= Joint Senate of the Supreme Courts of the Federation =

The Joint Senate of the Supreme Courts of the Federation (Gemeinsamer Senat der Obersten Gerichtshöfe des Bundes (GmS-OGB), also called the Joint Senate) is an institution established to ensure the uniformity of the case law of the Federal Supreme Courts of the Federal Republic of Germany.
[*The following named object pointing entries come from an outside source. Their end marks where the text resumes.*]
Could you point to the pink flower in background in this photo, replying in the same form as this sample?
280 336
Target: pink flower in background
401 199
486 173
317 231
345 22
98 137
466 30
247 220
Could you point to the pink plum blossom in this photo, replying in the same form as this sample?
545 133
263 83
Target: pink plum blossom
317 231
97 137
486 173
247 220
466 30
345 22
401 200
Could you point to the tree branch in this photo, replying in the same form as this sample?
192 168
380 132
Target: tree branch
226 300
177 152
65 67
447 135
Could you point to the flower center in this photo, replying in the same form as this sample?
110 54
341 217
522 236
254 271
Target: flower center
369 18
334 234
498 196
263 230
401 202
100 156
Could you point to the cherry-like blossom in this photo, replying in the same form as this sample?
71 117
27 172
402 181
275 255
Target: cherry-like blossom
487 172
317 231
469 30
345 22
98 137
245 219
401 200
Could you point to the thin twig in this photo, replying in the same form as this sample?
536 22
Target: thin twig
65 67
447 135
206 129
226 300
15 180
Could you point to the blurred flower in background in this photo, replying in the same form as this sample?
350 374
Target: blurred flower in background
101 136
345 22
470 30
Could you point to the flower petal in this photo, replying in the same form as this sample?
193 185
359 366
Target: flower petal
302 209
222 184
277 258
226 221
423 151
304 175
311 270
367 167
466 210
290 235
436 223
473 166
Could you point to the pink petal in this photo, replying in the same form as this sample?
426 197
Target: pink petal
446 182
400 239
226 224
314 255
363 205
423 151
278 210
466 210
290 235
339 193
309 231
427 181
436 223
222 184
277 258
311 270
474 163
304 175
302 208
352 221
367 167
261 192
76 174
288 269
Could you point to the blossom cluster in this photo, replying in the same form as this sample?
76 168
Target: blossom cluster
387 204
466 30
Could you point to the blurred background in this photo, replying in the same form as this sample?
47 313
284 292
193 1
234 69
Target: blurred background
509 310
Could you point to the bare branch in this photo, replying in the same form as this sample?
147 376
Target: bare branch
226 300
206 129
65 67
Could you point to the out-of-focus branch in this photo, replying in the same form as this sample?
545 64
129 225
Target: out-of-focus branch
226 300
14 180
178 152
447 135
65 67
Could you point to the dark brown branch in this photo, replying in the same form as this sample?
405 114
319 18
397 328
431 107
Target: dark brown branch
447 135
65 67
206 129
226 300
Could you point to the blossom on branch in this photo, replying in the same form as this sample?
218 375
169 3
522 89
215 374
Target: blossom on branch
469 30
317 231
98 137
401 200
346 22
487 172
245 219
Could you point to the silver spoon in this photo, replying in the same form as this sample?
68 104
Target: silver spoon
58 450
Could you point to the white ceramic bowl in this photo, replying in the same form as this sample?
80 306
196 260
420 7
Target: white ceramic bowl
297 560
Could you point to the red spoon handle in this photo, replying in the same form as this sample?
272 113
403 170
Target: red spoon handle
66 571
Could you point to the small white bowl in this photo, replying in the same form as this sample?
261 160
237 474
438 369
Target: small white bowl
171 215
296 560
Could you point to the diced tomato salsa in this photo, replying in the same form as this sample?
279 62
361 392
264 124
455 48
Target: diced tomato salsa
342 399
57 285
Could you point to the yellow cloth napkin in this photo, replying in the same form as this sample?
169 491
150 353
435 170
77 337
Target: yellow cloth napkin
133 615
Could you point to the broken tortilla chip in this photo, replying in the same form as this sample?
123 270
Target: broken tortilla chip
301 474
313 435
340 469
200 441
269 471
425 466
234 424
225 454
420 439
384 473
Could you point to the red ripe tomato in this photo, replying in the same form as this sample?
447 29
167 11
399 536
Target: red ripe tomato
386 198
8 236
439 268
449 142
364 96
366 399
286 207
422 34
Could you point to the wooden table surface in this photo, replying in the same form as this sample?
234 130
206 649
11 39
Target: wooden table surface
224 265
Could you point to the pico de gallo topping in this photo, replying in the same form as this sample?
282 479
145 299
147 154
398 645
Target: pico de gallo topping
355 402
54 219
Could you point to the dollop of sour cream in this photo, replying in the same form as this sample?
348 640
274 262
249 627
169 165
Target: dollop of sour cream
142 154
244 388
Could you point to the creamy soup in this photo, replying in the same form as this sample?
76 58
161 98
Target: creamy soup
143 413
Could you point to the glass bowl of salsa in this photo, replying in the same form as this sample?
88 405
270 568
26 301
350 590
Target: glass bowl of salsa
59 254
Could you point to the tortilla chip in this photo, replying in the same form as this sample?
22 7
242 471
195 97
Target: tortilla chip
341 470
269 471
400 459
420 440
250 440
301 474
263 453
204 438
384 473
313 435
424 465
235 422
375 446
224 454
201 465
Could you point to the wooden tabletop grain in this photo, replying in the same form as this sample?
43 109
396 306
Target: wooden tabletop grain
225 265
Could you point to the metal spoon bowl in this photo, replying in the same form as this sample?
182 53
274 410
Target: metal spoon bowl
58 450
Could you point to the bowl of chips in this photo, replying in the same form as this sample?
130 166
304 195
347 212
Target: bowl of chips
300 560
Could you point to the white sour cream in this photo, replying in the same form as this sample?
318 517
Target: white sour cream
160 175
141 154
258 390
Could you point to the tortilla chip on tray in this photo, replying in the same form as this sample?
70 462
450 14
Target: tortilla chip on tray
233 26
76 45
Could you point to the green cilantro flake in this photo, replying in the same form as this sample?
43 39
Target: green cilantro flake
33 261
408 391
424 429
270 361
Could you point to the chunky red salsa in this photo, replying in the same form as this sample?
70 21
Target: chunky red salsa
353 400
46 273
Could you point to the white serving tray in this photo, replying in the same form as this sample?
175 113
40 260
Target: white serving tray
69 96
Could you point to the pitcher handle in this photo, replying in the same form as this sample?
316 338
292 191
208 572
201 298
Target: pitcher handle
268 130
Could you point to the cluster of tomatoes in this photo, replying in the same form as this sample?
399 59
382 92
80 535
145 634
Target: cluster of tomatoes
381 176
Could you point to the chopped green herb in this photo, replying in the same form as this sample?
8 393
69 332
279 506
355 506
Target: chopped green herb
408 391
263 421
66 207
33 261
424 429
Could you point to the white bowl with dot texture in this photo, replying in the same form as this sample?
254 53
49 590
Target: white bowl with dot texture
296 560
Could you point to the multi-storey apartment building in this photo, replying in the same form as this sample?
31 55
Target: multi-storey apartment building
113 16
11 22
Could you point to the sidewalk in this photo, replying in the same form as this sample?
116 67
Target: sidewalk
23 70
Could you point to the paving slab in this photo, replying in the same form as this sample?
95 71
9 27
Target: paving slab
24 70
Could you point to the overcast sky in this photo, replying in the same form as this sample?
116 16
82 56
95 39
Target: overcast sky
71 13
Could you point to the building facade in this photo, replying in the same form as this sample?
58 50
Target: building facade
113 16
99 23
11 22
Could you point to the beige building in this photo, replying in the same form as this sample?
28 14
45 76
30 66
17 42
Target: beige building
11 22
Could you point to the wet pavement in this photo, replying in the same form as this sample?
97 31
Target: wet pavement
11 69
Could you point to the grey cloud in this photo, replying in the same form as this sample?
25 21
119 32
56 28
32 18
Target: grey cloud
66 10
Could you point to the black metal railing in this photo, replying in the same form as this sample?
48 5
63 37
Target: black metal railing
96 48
The legal basis for its establishment is Article 95 (3) of the Basic Law in the version based on the Sixteenth Act Amending the Basic Law of 22 June 1968. Prior to this amendment, Article 95 of the Basic Law had provided for the establishment of a Supreme Federal Court, but this never came about.

The Joint Senate is composed of the Presidents of the Federal Court of Justice, the Federal Administrative Court, the Federal Labour Court, the Federal Social Court and the Federal Fiscal Court, who are supplemented, depending on the case, by the chairmen and one other judge from each of the Senates involved.
de:Oberstes Bundesgericht
The Joint Senate gathers rarely (between 2000 and 2010, there were only three decisions), as the areas of responsibility of the branches of justice in Germany are in general well-defined and so most of its rulings are on definitory matters. Its meetings are organised by the Federal Court of Justice in Karlsruhe.

The Joint Senate (Gemeinsamer Senat) should not be confused with the Grand Senate (Großer Senat) that exists within each Federal Supreme Court. Its function is similar to that of the Joint Senate, as it mediates between the several Senates of a Supreme Court in cases of dissent.